Immunohistochemistry, immunofluorescence, H&E, Azan Mallory, and in situ TUNEL. Stainings were performed on 6-μm-thick paraffin-embedded sections of human thyroid tissues and of tumor xenografts, on thyroid cell monolayers and on cytospun thyroid cancer cells. Sections or monolayers were incubated with 1% human serum from AB donors for 20 min to block unspecific staining, followed by incubation with specific antibodies against phospho-Akt (4051, Ser 473, 587F11 mouse IgG2b; CST), phospho-GSK3β (9336, Ser9, rabbit polyclonal; CST), nuclear factor-κB (NF-κB; 3032, rabbit polyclonal; CST), phospho-STAT6 (9361, Tyr641, rabbit polyclonal; CST), phospho-STAT3 (9131, Tyr705, rabbit polyclonal; CST), or isotype-matched controls for 1 h at room temperature. Then, sections or monolayers were washed in TBS, incubated with biotinylated anti-mouse or anti-rabbit immunoglobulins for 30 min, and treated with streptavidin-peroxidase (LSAB 2 kit; Dako Corporation). Stainings were revealed using 3-amino-9-ethylcarbazole (red color) substrate and counterstained with aqueous hematoxylin (blue color). For immunofluorescence, cytospun thyroid cancer cells were fixed with 2% paraformaldehyde for 20 min at 37°C, washed in PBS, and exposed for 1 h at 37°C to antibodies against IL-4 (BMS129, Clone B-S4, mouse IgG1; Bender System, Inc.), IL-10 (BMS131/2, Clone B-T10, mouse IgG1; Bender System), IL-4Rα (sc-684, c-20, rabbit IgG; Santa Cruz Biotecnology), IL-10R (sc-984, c-20, rabbit IgG; Santa Cruz Biotecnology), phospho-STAT6 (9361, Tyr641, rabbit polyclonal; CST), phospho-STAT3 (9131, Tyr705, rabbit polyclonal; CST), NF-κB p65 (RelA; AB1604, rabbit IgG; Chemicon International), GSK3β (9315, rabbit polyclonal; CST), or phospho-GSK3β (9336, Ser9, rabbit polyclonal, CST). Then, cells were treated with FITC- or Rhodamine Red–conjugated anti-mouse or anti-rabbit antibodies (Molecular Probes, Inc.) plus RNasi (200 ng/mL) and counterstained using Toto-3 iodide (642/660; Molecular Probes). Confocal analysis was used to acquire fluorescence stainings.

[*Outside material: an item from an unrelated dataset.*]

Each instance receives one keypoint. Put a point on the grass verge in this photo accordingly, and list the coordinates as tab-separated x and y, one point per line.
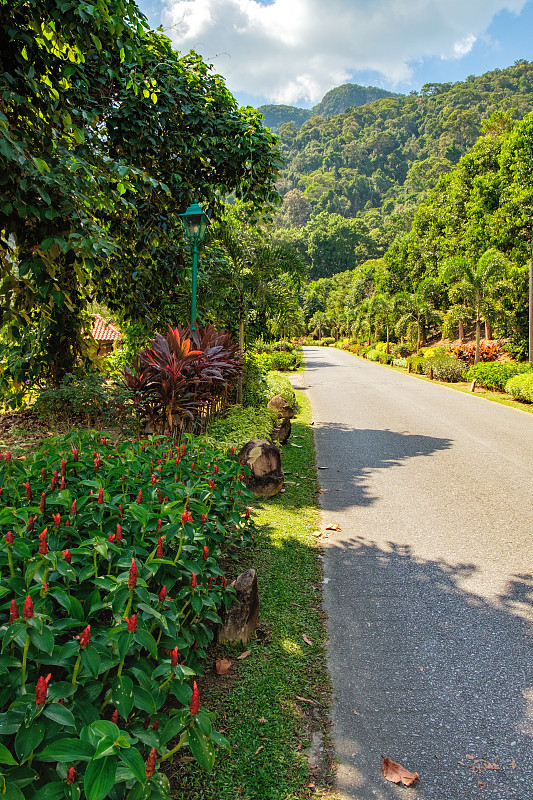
273	703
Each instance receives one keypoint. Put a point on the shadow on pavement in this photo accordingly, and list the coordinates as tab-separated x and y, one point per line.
358	452
429	675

For H&E staining, dewaxed sections were stained in hematoxylin for 5 min, washed in water, and then exposed for 1 min to eosin. For Azan Mallory (A.M.), sections were stained with azocarmine G (nuclei, red color) for 1 h and with 5% of phosphovolframic acid for an additional hour. Then, sections were stained with aniline blue/orange G and mounted in synthetic resin. Apoptosis was determined by In Situ Cell Death Detection, AP kit (Boehringer Mannheim). DNA strand breaks were detected by 5-bromo-4-chloro-3-indolyl-phosphate (BCIP; Dako; dark blue color) substrate.

Real-time PCR. Total RNA from cell pellets was obtained using the Rneasy Mini kit (Qiagen GmbH) and retrotranscribed using High-Capacity cDNA Archive kit (Applied Biosystems) according to manufacturer's instructions. Quantitative Taqman PCR analysis was performed with the ABI PRISM 7900HT Sequence Detection System (Applied Biosystem) in a reaction volume of 25 μL containing 1× TaqmanUniversal Master Mix (Applied Biosystems) and 1× probes and primer sets Hs00705164_s1 (SOCS1; Taqman Gene Expression Assays, Applied Biosystems), Hs00269575_s1 (SOCS3; Taqman Gene Expression Assays, Applied Biosystems), Hs00751962_s1 (SOCS5; Taqman Gene Expression Assays, Applied Biosystems), or 1× Hu glyceraldehyde-3-phosphate dehydrogenase (GAPDH; Pre-Developed Taqman Assay Reagents; Applied Biosystems). The thermal profile wasfollows: 95°C for 10 min and 35 cycles at 95°C for 15 s and 60°C for 1 min. All amplification reactions were done in triplicate, and the relative quantitation of SOCS genes expression was calculated using the comparative Ct method (ΔΔCt). Levels of mRNA expression were expressed after normalization with endogenous control, GAPDH. Data processing and statistical analysis were performed using the ABI PRISM SDS, software version 2.1 (Applied Biosystems).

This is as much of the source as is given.